Почувствовав, что Пашков все же не может так сразу переключиться с эквивалента на истинные ценности, он с улыбкой без предупреждения приступил к очередной лекции:

– В прошлый раз мы закончили художниками-передвижниками, а сегодня поговорим…

– Извините, Виктор Михайлович, я вас перебью. Мы не только о передвижниках говорили, но и о меценатах. А я хочу опять о нашей реальности сказать. Вот, гляжу я на нынешних богачей. Наш хозяин конечно пешка, мелкота. Но мне кажется и прочие сверхбогатые, кто смог миллионы наши хапнуть, такие же гниды. Разве они такие, как Третьяков, Мамонтов, Бахрушин, разве дадут они хоть копейку на искусство. Черномырдин даст – не верю, Брынцалов даст – не верю. Они же примитивные малокультурные люди, хоть и очень хитрые. Алекперов, Абрамович, Березовский – они не русские, им вообще русская культура до фени.

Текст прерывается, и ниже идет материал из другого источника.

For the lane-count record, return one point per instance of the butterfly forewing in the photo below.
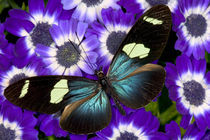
(136, 83)
(148, 37)
(41, 93)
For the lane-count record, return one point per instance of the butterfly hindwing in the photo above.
(41, 93)
(141, 86)
(87, 107)
(135, 81)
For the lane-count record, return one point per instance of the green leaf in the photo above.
(169, 114)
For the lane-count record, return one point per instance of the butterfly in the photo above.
(131, 80)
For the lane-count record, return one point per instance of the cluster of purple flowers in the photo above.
(97, 28)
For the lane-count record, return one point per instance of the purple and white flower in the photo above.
(33, 27)
(192, 133)
(50, 126)
(71, 54)
(111, 33)
(88, 10)
(189, 87)
(16, 124)
(194, 32)
(136, 125)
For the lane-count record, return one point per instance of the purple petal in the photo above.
(78, 137)
(183, 64)
(158, 136)
(201, 122)
(69, 4)
(86, 67)
(20, 14)
(53, 8)
(91, 43)
(173, 93)
(206, 45)
(181, 108)
(199, 66)
(57, 34)
(173, 130)
(171, 74)
(207, 118)
(180, 45)
(30, 134)
(185, 121)
(66, 14)
(43, 50)
(198, 52)
(207, 77)
(91, 57)
(64, 25)
(18, 27)
(81, 29)
(36, 6)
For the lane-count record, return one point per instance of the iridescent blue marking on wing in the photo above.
(87, 107)
(141, 86)
(80, 88)
(121, 66)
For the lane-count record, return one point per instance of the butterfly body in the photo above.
(131, 80)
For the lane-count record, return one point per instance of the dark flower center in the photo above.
(194, 92)
(196, 25)
(41, 34)
(114, 40)
(156, 2)
(67, 55)
(16, 78)
(90, 3)
(127, 136)
(6, 133)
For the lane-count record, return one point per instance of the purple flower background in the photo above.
(34, 34)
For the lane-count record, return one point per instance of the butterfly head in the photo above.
(99, 73)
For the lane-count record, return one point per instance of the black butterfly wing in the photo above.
(86, 107)
(88, 114)
(134, 81)
(41, 93)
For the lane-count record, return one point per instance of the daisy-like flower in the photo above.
(116, 25)
(33, 27)
(136, 125)
(189, 86)
(16, 124)
(192, 133)
(78, 137)
(50, 126)
(6, 50)
(136, 6)
(13, 74)
(194, 33)
(88, 10)
(71, 52)
(206, 135)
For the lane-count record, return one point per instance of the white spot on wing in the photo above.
(136, 50)
(24, 90)
(153, 20)
(59, 91)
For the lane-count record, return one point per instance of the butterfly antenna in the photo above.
(91, 67)
(86, 54)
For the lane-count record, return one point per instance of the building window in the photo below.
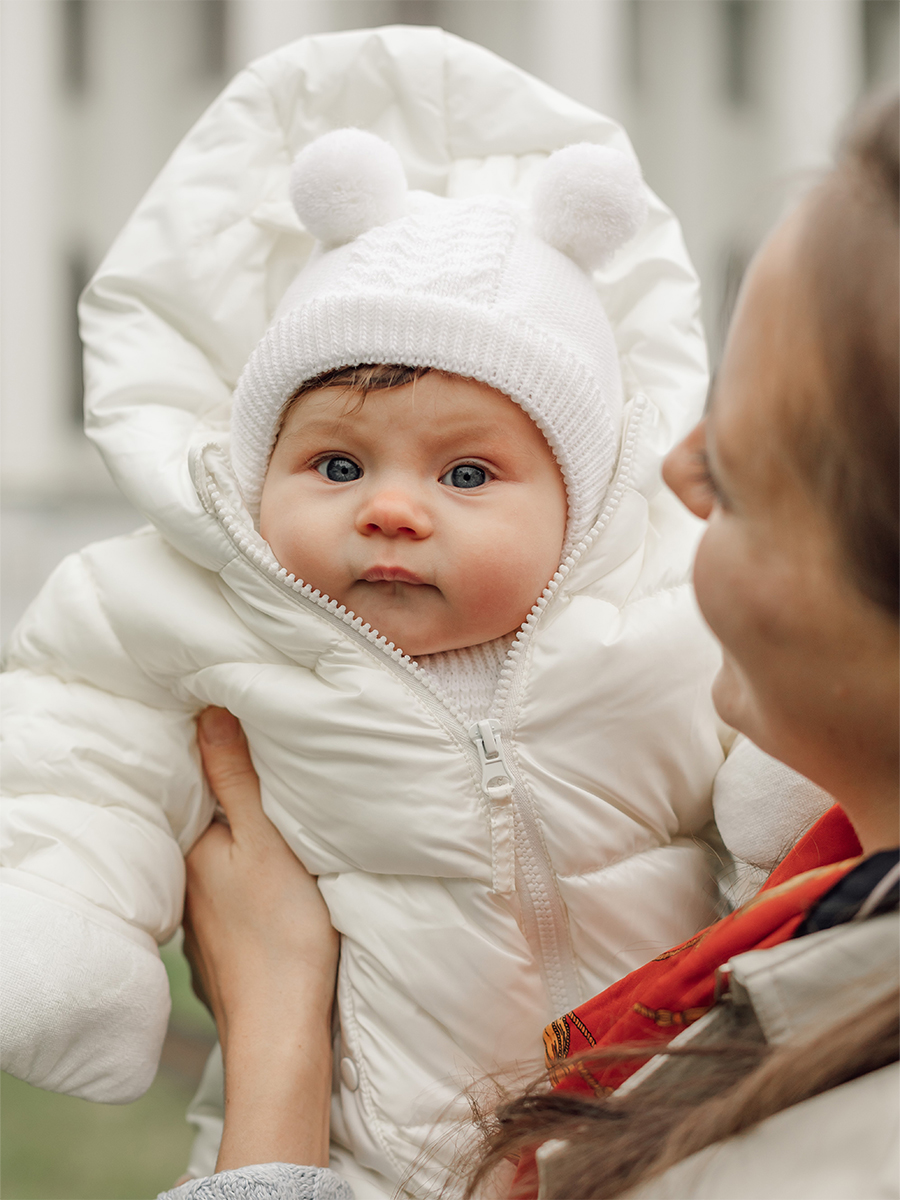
(637, 23)
(75, 46)
(78, 274)
(737, 21)
(881, 34)
(213, 21)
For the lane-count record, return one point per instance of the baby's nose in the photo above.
(394, 513)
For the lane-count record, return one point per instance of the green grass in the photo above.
(57, 1147)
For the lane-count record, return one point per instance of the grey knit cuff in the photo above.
(268, 1181)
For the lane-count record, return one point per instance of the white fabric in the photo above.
(841, 1145)
(469, 917)
(463, 286)
(762, 808)
(468, 677)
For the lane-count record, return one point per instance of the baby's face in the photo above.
(436, 511)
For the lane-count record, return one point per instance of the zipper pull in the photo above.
(497, 786)
(496, 779)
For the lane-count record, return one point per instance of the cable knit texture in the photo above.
(465, 287)
(469, 677)
(267, 1181)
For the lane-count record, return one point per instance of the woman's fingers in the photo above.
(228, 766)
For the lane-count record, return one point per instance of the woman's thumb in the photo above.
(227, 762)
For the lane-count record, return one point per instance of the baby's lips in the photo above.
(391, 575)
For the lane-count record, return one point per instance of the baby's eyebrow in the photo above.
(315, 426)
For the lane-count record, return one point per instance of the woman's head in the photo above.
(797, 573)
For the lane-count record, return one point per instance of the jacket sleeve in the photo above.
(267, 1181)
(103, 793)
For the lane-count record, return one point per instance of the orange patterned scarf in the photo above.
(659, 1000)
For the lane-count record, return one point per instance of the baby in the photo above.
(437, 581)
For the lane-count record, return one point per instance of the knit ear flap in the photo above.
(346, 183)
(589, 201)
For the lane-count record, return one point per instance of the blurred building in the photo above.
(730, 105)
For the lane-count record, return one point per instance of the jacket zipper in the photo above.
(519, 853)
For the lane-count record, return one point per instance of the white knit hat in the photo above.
(481, 288)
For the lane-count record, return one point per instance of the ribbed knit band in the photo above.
(469, 676)
(556, 388)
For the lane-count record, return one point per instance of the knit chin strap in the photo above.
(468, 677)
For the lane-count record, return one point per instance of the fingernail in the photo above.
(219, 726)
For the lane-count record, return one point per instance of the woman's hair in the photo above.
(847, 448)
(615, 1144)
(846, 451)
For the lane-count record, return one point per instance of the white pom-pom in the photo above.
(588, 202)
(346, 183)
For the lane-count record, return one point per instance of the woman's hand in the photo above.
(262, 948)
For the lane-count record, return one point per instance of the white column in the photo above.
(580, 47)
(815, 73)
(33, 373)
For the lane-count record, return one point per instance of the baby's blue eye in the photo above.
(466, 475)
(339, 471)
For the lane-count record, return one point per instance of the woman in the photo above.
(796, 471)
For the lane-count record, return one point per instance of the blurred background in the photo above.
(731, 105)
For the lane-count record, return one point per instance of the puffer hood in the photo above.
(195, 279)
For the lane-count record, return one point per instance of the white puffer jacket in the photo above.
(471, 917)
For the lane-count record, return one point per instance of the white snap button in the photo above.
(349, 1074)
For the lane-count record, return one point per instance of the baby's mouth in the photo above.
(391, 575)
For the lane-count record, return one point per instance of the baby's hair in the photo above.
(363, 378)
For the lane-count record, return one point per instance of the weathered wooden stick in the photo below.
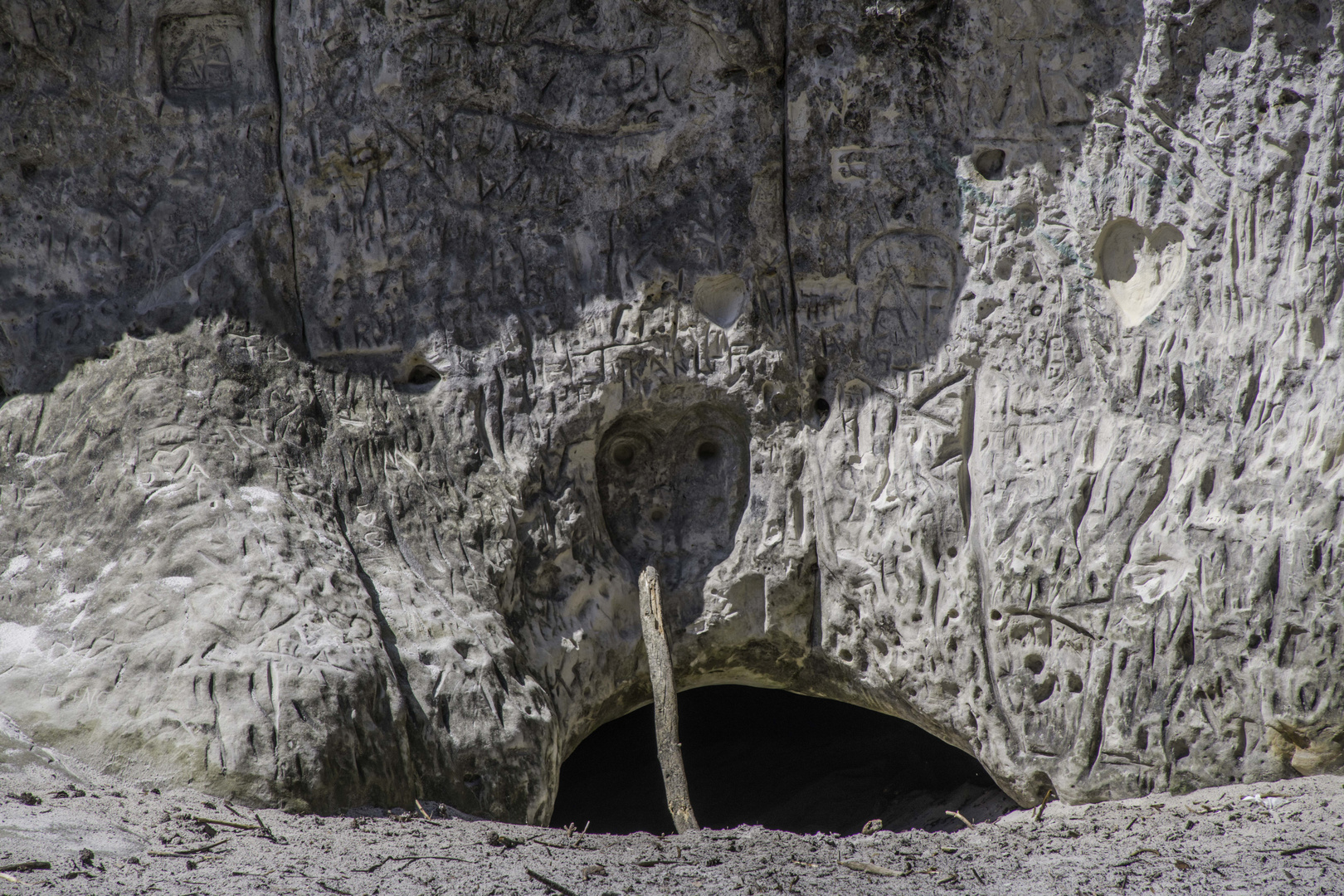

– Сергей, не будьте так строги к нынешним нуворишам. Они же насыщаются после советского "голодного пайка". Предки Третьяковых и Бахрушиных тоже ведь были заурядные, неграмотные купцы. Ждать меценатства можно только от потомков нынешних денежных воротил, от сытых, рождённых в сытости. А насчёт нерусских богачей… Русская культура настолько притягательна, что легко затянет в свои "недра" сделает своими почитателями не только русских. И потом, вы всех собак вешаете на сумевших разбогатеть, на ничтожную пока кучку насыщающихся. Далеко не всё от них зависит, ведь в России всегда политика была весомее экономики. К сожалению и сейчас куда больше зависит от политиков, нежели от богачей. А вы думаете наши политики, те у которых фактически в руках власть, по настоящему высокообразованные, культурные люди? – Матвеев замолчал, ожидая реакции Пашкова, но тот лишь недоуменно пожал плечами. – Помните, когда ещё Хасбулатов был спикером парламента, на одном из заседаний госдумы он, профессор Плехановской академии, обронил фразу, её тогда по всем телеканалам транслировали: "Всё перемешалось в доме Обломовых". И это не намеренная ошибка, он искренне считает, что где-то у классиков русской литературы написано так. Это у него всё смешалось в мозгах, для него, что Обломов, что Облонский, без разницы. Но это чеченец, человек весьма далёкий от русской культуры. Самое удивительное то, что зал, в котором находились и Гайдар, и Чубайс, и Явлинский и прочие вроде бы высокообразованные по советским понятиям парламентарии, этот зал совершенно не отреагировал, никто даже не рассмеялся, они тоже не читали, или читали вполглаза, и Толстого, и Гончарова. И никто из дикторов телевидения, телекорреспондентов, телеведущих, на этот ляп внимания не обратил. А ведь эти люди гуманитарии, литературу изучали, сдавали множество экзаменов…

6

Ножкин довольно быстро нашёл место для "передислокации", и Пашков получил команду на подготовку складов к переезду. Ознакомиться с новым местом поехал Калина. Он противился переезду, но новое место ему понравилось. То оказались помещения, принадлежавшие некому энергетическому предприятию, и внешне они смотрелись довольно неплохо. Единственно, что оказалось крайне неудобно, на работу теперь предстояло тащиться через весь город, на Северо-Запад, тогда как почти все сотрудники фирмы жили на Юго-Востоке.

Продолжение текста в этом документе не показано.